Em setembro, chega ao mercado nacional uma nova cachaça, a Leblon. Trata-se de um blend de três pingas mineiras, filtradas e engarrafadas na França (isso mesmo, na França), que não deve custar menos de R$ 40 a garrafa. Detalhe: americanos de Nova York, Flórida e Califórnia já conhecem a Leblon há mais de um ano, onde ela é vendida a US$ 30 dólares. O dono da marca, o empresário Roberto Stoll, admite que, apesar do lançamento no Brasil, seu foco continua sendo a carreira internacional. ''''O potencial lá fora é enorme. Drinques à base de cachaça estão na moda, mas grande parte das bebidas consumidas por lá ainda é de baixa qualidade'''', explica. Daí a preocupação com a sofisticação do produto.
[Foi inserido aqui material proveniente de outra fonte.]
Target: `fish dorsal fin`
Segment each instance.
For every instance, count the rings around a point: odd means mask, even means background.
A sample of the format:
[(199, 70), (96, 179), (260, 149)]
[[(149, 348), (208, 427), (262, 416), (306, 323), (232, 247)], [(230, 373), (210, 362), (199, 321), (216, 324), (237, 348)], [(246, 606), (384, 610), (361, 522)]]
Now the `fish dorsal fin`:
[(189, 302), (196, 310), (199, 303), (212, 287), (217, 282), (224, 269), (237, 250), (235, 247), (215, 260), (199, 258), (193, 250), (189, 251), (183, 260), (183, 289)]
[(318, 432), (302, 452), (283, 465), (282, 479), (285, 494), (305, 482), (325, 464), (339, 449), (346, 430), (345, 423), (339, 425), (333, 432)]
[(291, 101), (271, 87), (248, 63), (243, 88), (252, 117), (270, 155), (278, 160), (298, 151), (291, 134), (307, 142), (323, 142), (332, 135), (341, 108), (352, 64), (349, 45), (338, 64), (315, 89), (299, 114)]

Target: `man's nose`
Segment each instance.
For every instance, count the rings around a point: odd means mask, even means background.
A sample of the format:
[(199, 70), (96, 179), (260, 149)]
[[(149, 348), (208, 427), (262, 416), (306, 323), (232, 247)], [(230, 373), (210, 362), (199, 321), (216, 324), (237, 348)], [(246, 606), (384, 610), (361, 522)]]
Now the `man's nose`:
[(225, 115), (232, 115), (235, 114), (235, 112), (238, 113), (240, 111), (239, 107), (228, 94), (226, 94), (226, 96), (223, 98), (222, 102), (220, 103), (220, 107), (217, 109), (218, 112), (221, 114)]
A filtragem em Cognac, a cargo do mestre em destilados Gilles Merlet, assim como a garrafa estrangeira, fazem parte da estratégia de marketing para aproximá-la de outros destilados que gozam de mais prestígio. Mas ainda é preciso investir pesado para vencer o preconceito. Um time de 25 ''''embaixadores'''' da Leblon circula por bares, restaurantes e clubes da moda, promovendo degustações e treinando bartenders na arte de fazer caipirinha dos mais variados sabores. A Leblon trilha um caminho que pode ser comparado ao da Sagatiba, lançada na capital inglesa há dois anos pelo empresário Marcos Moraes - e hoje a marca mais conhecida na faixa das chamadas cachaças premium. Atualmente, a Sagatiba tem escritórios internacionais nos Inglaterra, EUA, Holanda e Itália, e pode ser comprada em 14 países. Outra que vai na carona é a Fulô, cachaça produzida em Nova Friburgo (RJ), que pertence à multinacional de bebidas Diageo. O novo rótulo, Fulô 1827, envelhecido em barris de madeiras brasileiras, como jequitibá e pau-brasil, custa entre 40 e 60 reais. ''''Até 2008, vamos entrar no mercado americano'''', anuncia o diretor de marketing, Eduardo Bendzius. Apesar do entusiamo, o mercado premium ainda representa uma pequena parte das cachaças exportadas. Segundo o Instituto Brasileiro da Cachaça , dos 14,5 milhões de litros exportados em 2006, 50% se referem à bebida a granel. Na outra metade, que já sai do país engarrafada, reinam marcas tracionais (e bem mais baratas), como Velho Barreiro, 51 e Ypióca.